Bitcoins are obtained through a process called mining. Miners use computers to perform mathematic calculations in return for fractions of Bitcoins. Mining is an intensive process requiring powerful hardware and ample electricity. Some people buy multiple machines solely for the sake of obtaining Bitcoins. Though mining is appealing as a means to make money relatively passively, breaking through the barrier of entry can prove costly, and electric fees cut deeply into profit margins.
“If you don’t want to mine, you can use online Bitcoin exchanges to buy Bitcoins with USD,” Cannon said.
Scarcity is a major factor in the value of all commodities, and digital currencies are no exception. The aforementioned difficulty of mining gives Bitcoin much of its scarcity. The mine, however, will one day run dry; the number of Bitcoins is expected to cap out at approximately 21 million. Bitcoins become progressively more difficult to obtain over time, meaning their scarcity will only increase.
“Bitcoins can be instantly transferred to anyone or anywhere throughout the world,” Cannon said. “All you need is internet access. If I wanted to, say, send a dollar to an impoverished area, credit card companies would charge me a sizeable fee. It just isn’t efficient. With Bitcoin, I can send both small and large amounts of money without a hassle.

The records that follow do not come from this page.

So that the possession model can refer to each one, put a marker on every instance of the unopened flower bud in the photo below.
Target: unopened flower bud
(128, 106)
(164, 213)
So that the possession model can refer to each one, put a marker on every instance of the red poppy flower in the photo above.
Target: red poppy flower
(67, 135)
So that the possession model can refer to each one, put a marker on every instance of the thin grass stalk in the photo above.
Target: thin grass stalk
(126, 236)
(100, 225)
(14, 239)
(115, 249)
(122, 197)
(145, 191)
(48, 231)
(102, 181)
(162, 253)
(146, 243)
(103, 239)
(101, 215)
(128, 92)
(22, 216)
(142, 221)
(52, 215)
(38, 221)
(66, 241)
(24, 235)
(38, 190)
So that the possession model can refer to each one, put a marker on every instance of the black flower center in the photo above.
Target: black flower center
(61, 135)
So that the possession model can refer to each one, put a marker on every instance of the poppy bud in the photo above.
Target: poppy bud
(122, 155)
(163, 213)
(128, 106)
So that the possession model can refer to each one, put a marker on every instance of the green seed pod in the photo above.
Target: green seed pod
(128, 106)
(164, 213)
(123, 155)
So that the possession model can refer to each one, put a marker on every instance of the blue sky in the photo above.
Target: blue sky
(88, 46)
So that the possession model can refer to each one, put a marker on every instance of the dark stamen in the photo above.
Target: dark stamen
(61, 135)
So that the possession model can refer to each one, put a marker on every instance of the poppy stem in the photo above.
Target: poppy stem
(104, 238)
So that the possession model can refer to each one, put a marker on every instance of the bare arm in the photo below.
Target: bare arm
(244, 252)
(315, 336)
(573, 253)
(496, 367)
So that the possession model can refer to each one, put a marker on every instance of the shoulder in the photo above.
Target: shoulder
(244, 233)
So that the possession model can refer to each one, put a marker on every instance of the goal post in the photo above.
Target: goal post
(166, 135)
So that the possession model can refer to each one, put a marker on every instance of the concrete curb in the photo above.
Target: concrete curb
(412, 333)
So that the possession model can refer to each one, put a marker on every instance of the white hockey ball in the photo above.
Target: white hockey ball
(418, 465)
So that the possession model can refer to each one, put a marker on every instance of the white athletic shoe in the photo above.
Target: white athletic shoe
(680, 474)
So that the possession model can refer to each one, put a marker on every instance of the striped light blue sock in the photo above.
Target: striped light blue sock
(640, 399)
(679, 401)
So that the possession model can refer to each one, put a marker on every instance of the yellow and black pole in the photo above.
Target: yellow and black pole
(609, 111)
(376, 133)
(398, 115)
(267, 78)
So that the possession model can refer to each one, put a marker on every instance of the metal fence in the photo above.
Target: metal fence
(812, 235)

“Bitcoins are also pseudo-anonymous,” Cannon continued. “Every transaction is published on a ledger called the Blockchain, but only in the form of Bitcoin addresses. You can be tracked if people know your address, but if not, prying eyes are out of luck.”
Bitcoin is now accepted by many popular online retailers including Microsoft, Newegg, Steam and many others. In total, over 100,000 vendors throughout the world now accept Bitcoin. Though most large retailers like Wal-Mart do not currently take Bitcoin, digital currencies are becoming increasingly accepted in certain physical stores and restaurants.
“Cryptocurrencies are an important topic,” Cannon said. “They represent many new applications and opportunities.”